All of the projects from this year’s internship cohort are being featured on the Psyche Inspired program website.
Desjardins leveraged resources and data provided by Psyche Inspired to generate the exhibit’s text information as well as details that inspired his visual estimation of the asteroid’s appearance.
“A theory about Psyche is this potential landscape where you have rough, gravely regolith. And then these stonier hills with metal ore exposed in them,” Desjardins said. “So we don’t know if this is what Psyche would look like, but some data suggests this is a possible landscape.”
Desjardins tapped into his coding knowledge to establish the project’s sophisticated foundation.
He programmed his scene to project onto a curved canvas in the Simulation Lab. It can adjust to different-sized walls in other settings, too. He then constructed the landscape, materials, and models in Unreal Engine.
Tommy Desjardins
An overhead view of Psyche's potential landscape, visualized by Desjardins.
“It showcases how modern visualization and interactive design can bring NASA’s missions closer to the public, transforming data and research into a tangible experience,” Desjardins’ project description reads.

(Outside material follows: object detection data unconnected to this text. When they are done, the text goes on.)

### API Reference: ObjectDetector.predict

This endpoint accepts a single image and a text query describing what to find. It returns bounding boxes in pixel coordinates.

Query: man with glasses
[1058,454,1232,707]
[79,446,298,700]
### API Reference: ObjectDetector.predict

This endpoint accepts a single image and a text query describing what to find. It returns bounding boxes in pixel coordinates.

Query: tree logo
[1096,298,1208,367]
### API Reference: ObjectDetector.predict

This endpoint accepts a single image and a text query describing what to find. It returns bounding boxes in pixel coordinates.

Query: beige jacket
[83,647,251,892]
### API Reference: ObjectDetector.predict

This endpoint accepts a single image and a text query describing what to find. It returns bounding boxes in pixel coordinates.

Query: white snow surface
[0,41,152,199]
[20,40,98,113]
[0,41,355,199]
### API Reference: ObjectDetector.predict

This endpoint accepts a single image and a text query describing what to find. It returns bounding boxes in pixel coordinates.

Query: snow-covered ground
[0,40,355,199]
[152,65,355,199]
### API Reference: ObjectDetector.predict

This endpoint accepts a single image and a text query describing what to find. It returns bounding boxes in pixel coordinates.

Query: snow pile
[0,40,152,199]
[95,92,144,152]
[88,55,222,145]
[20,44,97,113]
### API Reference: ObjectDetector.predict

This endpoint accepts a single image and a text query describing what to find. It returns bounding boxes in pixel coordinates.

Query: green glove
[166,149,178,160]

Desjardins originally learned about the Psyche Inspired opportunity last year after joining RIT Kate Gleason College of Engineering students on a Multidisciplinary Senior Design project. He took a rover designed by the team of RIT engineers and rendered it moving through the Psyche asteroid.
The experience exposed him to the internship. And using innovative techniques to tell stories about NASA discovery was a natural appeal.
“It’s a great opportunity to use this technology and I love space,” Desjardins said.
Desjardins is the latest in a line of RIT College of Art and Design students to be accepted into the NASA-sponsored internship program.